What can you tell about me from my genetic profile?
STR DNA analysis can identify the gender of an individual. Other STR locations used for forensic purposes are non-coding regions and are not known to influence any individual traits. For example, the STR genetic profile generated cannot tell you if a person has blue eyes or brown, black hair or red, information about height and weight, etc.
Why does it take so long to get DNA results?
DNA analysis involves four main laboratory steps: extraction, quantification, amplification and genotyping. Samples are often processed in batches and therefore, completing the four step laboratory process for a batch of samples can take a couple of weeks, once analysis is begun. Once a genetic profile is obtained, the data must be interpreted and a report written. All of the analysts notes, interpretations and the report must then be reviewed by a second qualified analyst. Each of these steps is detail-intensive and time consuming and may take up to several hours for a single sample. In addition, due to a backlog of cases, it may be a few months before DNA analysis begins on a case.

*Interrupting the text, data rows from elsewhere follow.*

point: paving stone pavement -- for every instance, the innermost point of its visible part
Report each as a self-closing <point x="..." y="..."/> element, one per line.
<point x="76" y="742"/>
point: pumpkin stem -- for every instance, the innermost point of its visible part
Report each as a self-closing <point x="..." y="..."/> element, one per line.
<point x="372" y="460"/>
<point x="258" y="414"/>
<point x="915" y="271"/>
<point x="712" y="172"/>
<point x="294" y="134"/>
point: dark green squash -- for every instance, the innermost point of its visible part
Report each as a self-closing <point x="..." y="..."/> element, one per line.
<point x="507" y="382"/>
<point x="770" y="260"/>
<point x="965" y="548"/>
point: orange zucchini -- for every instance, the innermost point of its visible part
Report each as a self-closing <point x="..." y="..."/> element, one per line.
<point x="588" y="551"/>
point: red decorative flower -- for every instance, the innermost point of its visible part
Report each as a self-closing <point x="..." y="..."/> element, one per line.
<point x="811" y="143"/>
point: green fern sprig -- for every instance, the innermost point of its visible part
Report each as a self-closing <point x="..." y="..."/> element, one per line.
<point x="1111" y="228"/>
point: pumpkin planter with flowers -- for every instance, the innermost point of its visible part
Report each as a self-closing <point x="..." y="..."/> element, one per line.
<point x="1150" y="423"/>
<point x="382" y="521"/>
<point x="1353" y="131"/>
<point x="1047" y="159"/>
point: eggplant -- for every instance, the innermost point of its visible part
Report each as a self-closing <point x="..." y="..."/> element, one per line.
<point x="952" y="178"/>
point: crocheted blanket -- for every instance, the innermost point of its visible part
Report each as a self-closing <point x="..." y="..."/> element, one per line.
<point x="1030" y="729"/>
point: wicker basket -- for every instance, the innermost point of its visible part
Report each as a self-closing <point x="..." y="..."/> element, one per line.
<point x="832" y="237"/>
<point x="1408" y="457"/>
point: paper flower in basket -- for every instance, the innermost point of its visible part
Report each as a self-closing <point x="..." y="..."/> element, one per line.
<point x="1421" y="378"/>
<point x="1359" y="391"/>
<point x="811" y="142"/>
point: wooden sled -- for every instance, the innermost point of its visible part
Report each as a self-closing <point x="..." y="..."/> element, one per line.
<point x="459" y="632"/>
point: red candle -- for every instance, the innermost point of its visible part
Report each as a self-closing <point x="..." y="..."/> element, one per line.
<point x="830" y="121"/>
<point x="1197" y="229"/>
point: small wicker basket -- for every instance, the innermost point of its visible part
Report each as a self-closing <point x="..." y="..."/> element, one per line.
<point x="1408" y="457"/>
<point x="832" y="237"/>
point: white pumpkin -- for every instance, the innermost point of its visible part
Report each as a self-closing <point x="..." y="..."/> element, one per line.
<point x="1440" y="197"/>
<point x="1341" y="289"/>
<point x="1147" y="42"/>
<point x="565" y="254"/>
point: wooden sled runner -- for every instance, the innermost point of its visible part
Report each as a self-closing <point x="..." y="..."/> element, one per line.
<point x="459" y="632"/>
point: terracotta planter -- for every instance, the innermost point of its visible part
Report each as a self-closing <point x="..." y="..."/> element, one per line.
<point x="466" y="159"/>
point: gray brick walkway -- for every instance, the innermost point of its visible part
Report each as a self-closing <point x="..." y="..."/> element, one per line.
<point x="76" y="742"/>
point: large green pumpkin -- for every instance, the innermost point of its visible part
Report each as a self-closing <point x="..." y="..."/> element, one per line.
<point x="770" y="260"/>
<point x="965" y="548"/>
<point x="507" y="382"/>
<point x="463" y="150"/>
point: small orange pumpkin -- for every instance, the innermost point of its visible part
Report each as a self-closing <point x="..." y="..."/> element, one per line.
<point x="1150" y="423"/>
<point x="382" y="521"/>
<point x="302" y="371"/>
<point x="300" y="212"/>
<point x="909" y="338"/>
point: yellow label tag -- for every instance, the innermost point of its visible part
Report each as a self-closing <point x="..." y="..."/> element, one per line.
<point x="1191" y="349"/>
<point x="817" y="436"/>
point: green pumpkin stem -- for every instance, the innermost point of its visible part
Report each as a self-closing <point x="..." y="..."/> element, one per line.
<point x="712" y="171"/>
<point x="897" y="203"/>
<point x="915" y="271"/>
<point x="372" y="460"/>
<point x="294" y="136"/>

I've often heard DNA testing referred to as DNA "fingerprinting". Is DNA testing replacing fingerprints?
No. There are several reasons why DNA testing should not be thought of as a replacement for fingerprints. The term "DNA fingerprint" is somewhat misleading and genetic profile is a more appropriate term for the data generated. Identifying and developing a fingerprint for comparison is relatively inexpensive compared to processing a sample to obtain a DNA profile. Additionally, DNA testing has its limitations – for example, it cannot distinguish between DNA from identical twins. Fingerprints are needed to distinguish between such individuals.